Why cost-cutting will never stop

aksaroya —  3 June 2013 — Leave a comment

By Cesar Bacani, editor in chief of CFO Innovation Asia

Having already made basic post-financial crisis cuts in headcounts, procurement and discretionary spend, companies are now coming under pressure to take more radical approaches.


In economically trying or uncertain times, the default response is to cut costs. We saw this happen in 1997, during the Asian financial crisis, and in the 2008 global financial crisis.

You would think that by this time, as the European crisis and uncertainty in the US continue to threaten Asia, business would have done all the cost-cutting they could absorb. Apparently you would be wrong.

‘A lot of the low hanging fruits are already gone,’ Nigel Knight, managing partner at Ernst & Young’s Advisory Services in Asia, recently told me. These include basic headcount management, working capital improvement around purchasing and procurement, and slashing discretionary spend such as travel and expenses (T&E).

But the pressure to cut remains intense. Resources firms in Australia, for example, and many enterprises in China face regulatory headwinds and slowing economic growth. With the top line stalling, companies must improve their bottom line to keep shareholders happy.

What consultants like Ernst & Young are seeing, says Knight, are companies moving to a new ‘level of sophistication’ in cutting costs. ‘For example, T&E spend was traditionally just putting arbitrary controls on travel,’ he notes. ‘Now the initiatives that are taking place are much more analytics-based’.

The Big Four firm is working with a large pharmaceutical firm to harness analytics, and track and analyse T&E spending in all business units across the region to find a way to leverage on total spending to maximise discounts on hotel nights, for example, flights and telecom expenses.

A similar approach is being applied to shared services.
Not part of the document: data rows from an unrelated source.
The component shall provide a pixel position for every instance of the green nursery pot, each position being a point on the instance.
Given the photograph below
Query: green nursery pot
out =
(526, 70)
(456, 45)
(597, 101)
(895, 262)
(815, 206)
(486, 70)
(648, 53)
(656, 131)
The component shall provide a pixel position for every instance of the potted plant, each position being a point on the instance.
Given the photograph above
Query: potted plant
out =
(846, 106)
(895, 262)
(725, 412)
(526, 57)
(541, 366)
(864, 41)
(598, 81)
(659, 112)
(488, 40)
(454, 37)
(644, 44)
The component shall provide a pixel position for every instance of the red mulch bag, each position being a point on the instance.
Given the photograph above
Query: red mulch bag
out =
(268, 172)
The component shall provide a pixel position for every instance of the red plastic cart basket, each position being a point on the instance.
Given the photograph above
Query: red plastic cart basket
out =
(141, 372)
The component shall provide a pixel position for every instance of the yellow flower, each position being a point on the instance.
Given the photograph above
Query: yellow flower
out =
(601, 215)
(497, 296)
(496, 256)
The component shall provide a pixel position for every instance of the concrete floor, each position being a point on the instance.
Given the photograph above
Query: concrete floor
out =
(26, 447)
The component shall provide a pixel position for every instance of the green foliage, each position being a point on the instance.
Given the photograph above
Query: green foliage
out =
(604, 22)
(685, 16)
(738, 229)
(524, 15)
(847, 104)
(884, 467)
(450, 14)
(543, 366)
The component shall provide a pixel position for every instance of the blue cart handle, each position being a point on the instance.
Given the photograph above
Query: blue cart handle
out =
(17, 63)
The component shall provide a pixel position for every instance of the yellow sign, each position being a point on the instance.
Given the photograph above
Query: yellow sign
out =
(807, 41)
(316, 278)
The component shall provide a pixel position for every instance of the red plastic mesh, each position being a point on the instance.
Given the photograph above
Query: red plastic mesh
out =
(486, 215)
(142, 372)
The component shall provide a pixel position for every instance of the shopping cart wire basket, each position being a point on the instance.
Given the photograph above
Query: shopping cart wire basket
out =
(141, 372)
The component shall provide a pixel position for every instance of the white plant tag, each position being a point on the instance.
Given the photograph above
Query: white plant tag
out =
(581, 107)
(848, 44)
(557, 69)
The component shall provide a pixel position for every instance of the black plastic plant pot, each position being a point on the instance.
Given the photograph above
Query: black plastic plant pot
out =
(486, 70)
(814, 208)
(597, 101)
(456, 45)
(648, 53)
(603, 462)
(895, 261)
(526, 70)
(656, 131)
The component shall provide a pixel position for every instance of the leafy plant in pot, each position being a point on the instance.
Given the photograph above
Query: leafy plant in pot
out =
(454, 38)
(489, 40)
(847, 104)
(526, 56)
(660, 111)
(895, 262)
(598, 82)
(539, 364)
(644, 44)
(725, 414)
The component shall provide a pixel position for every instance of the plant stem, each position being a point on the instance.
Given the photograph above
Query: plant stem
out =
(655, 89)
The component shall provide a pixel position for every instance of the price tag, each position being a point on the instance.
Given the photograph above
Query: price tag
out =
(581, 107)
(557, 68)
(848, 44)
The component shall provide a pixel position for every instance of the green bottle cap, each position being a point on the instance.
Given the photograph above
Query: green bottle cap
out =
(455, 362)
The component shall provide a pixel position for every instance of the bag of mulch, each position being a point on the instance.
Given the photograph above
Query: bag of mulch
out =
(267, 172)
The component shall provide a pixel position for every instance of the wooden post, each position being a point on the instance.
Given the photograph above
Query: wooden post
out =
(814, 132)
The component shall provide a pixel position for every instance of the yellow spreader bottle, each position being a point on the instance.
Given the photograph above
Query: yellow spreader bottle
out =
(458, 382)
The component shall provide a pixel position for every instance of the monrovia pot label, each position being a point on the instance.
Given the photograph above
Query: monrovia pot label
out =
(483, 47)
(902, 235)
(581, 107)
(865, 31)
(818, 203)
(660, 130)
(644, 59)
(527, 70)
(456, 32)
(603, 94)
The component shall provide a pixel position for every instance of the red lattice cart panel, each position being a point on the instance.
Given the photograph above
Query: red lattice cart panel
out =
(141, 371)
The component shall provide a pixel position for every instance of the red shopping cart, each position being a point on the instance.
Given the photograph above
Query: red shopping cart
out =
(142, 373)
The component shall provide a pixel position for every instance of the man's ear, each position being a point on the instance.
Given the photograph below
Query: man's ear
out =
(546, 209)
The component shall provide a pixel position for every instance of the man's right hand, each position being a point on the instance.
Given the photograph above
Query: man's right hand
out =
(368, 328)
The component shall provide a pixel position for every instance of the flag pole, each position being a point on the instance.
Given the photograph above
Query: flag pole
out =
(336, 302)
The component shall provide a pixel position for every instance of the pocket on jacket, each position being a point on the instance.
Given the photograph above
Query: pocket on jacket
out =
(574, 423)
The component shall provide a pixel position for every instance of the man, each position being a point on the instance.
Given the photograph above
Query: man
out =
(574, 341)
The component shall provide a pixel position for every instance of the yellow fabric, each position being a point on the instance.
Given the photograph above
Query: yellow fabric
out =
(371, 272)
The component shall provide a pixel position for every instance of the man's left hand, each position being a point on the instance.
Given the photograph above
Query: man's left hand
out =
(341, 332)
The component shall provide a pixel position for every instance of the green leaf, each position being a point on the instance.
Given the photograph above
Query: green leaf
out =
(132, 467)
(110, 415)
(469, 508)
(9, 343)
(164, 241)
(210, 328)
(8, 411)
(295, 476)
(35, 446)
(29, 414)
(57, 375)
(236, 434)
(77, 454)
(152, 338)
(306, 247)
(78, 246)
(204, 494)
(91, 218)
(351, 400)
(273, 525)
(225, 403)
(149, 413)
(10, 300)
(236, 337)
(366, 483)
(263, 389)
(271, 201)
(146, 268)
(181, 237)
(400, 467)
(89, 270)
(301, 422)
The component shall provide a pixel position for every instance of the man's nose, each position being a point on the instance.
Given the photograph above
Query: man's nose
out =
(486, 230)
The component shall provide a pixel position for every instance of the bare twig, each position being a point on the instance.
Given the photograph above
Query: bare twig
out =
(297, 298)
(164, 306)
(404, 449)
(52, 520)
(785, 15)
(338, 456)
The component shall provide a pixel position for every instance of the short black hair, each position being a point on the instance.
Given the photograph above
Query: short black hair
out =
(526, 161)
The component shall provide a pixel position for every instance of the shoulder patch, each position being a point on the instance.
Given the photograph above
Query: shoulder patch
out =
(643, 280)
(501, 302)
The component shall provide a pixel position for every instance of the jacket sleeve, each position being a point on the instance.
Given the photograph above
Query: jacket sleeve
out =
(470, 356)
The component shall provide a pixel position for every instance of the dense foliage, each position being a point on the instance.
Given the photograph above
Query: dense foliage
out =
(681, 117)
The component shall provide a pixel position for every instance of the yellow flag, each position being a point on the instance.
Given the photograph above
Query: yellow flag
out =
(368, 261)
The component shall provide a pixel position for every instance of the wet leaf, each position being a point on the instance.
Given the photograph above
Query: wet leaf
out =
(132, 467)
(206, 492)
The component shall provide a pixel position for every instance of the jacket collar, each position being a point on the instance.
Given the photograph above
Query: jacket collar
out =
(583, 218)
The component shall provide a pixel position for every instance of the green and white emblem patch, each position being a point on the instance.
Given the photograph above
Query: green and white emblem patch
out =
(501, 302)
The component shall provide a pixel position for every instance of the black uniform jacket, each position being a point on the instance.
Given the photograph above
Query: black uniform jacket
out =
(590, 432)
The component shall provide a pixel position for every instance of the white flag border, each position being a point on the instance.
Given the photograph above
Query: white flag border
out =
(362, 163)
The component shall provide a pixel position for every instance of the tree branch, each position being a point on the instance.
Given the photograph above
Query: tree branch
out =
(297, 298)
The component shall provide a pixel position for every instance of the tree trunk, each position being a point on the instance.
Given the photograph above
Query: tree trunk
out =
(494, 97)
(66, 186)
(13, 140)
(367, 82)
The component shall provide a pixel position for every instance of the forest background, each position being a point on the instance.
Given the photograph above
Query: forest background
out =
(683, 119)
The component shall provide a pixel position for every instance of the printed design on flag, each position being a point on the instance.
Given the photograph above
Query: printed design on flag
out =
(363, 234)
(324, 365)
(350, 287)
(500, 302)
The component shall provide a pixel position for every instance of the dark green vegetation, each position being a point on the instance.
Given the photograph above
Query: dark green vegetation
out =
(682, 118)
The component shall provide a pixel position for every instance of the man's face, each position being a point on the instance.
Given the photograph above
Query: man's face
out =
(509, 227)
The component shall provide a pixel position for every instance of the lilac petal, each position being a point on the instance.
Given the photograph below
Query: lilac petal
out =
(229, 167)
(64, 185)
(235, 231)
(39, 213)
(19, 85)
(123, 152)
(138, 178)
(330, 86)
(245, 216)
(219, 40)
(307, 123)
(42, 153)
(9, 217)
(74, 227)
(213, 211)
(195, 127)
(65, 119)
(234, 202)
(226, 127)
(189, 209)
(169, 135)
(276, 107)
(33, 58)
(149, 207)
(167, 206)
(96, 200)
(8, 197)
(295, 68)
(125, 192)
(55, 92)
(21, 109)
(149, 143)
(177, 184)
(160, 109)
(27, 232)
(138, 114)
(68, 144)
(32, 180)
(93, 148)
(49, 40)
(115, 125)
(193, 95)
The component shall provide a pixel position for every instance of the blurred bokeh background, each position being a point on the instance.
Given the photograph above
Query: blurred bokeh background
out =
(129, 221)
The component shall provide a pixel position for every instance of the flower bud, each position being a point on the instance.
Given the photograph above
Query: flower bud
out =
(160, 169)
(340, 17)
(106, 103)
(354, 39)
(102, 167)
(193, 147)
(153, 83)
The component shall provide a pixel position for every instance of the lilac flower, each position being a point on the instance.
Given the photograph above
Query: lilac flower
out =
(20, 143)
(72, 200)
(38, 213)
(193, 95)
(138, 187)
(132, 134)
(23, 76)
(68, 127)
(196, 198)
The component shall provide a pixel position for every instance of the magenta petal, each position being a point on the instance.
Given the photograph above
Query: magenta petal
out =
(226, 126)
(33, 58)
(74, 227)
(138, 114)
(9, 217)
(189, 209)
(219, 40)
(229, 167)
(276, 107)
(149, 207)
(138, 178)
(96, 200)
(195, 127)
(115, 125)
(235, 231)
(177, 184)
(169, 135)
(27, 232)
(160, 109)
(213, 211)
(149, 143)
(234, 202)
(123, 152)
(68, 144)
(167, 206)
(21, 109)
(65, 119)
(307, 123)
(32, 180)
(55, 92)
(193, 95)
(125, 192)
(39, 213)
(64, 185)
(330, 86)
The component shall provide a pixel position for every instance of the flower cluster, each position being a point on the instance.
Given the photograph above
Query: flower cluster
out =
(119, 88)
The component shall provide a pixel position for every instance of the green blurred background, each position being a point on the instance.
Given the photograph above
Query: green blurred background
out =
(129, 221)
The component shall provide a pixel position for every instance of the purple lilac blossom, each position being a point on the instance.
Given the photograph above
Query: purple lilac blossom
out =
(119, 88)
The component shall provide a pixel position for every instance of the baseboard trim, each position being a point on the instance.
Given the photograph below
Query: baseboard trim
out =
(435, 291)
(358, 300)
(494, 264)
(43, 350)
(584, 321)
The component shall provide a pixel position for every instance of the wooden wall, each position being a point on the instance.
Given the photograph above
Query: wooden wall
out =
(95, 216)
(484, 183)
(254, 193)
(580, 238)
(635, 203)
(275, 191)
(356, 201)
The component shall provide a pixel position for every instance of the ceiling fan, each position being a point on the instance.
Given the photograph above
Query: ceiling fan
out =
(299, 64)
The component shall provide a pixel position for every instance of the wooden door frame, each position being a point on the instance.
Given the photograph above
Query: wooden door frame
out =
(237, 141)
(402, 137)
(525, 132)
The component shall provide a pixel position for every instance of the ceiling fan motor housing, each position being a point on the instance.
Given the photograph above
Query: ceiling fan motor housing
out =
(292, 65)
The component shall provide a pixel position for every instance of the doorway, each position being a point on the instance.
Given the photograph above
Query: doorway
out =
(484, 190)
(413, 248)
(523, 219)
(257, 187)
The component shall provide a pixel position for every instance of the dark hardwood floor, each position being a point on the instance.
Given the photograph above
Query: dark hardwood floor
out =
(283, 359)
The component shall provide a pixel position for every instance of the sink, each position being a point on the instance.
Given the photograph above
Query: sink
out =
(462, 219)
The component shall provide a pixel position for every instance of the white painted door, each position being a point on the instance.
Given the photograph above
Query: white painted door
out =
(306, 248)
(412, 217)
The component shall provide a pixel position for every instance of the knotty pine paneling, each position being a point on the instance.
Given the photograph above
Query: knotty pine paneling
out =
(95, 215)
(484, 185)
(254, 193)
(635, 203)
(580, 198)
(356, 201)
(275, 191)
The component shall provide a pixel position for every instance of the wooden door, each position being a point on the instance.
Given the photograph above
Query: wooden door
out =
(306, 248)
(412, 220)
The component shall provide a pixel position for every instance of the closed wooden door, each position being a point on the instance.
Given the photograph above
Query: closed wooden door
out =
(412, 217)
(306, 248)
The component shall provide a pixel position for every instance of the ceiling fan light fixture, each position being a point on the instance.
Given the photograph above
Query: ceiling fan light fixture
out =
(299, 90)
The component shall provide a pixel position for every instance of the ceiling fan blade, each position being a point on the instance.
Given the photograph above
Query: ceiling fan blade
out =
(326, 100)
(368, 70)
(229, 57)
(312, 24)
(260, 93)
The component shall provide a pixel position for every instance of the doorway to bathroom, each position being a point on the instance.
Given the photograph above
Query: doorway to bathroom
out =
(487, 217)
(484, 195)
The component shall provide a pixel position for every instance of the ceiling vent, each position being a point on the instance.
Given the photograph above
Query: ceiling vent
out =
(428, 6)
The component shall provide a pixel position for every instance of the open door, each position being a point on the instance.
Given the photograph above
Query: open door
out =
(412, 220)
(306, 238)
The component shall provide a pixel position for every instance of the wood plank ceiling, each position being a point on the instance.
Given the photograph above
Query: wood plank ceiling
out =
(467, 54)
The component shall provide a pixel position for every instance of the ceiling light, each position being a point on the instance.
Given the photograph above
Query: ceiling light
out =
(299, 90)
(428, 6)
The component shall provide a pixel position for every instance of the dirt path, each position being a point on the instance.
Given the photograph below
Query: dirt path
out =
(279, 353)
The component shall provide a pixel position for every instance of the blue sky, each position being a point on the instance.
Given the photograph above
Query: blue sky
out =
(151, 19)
The first round of cost-cutting involved outsourcing basic finance and procurement activities. ‘Now we’re seeing another round’, says Knight, ‘which is extending the scope,and also using the information to generate further reductions.’

Another effort focuses on the supply chain. ‘There’s a lot of fat to take out’, says Knight, ‘just in the way in which companies globalise spending between countries and also in manufacturing strategies. There’s quite a push even in China, which is becoming more expensive, to move manufacturing capability to Vietnam, Laos and so on’.

‘Multinationals are also looking at their processes much more from an end-to-end perspective, looking to simplify and standardise core processes – procure-to-pay, order-to-cash, and so on – right across the business. They are trying to take advantage of savings not generated in individual business units or countries, but across geographies and business units’.

At this point, I could almost expect cloud computing services providers to chime in, software-as-a-service purveyors, managed IT services guys, teleconferencing providers, business intelligence and analytics software makers…

For plucking the cost-cutting fruits higher up on the tree can mean spending money first for new infrastructure, software and expertise – which may end up costing more if the implementation is not done right. The consultants will be there to help, but they, too, will require paying.

‘You need to spend to save,’ argues Knight. Maybe. The business will be depending on finance professionals to make sure the more sophisticated ways of cost management do not use more money and other resources than the savings they will bring in.

This article first appeared in Accounting and Business magazine, May edition, 2013.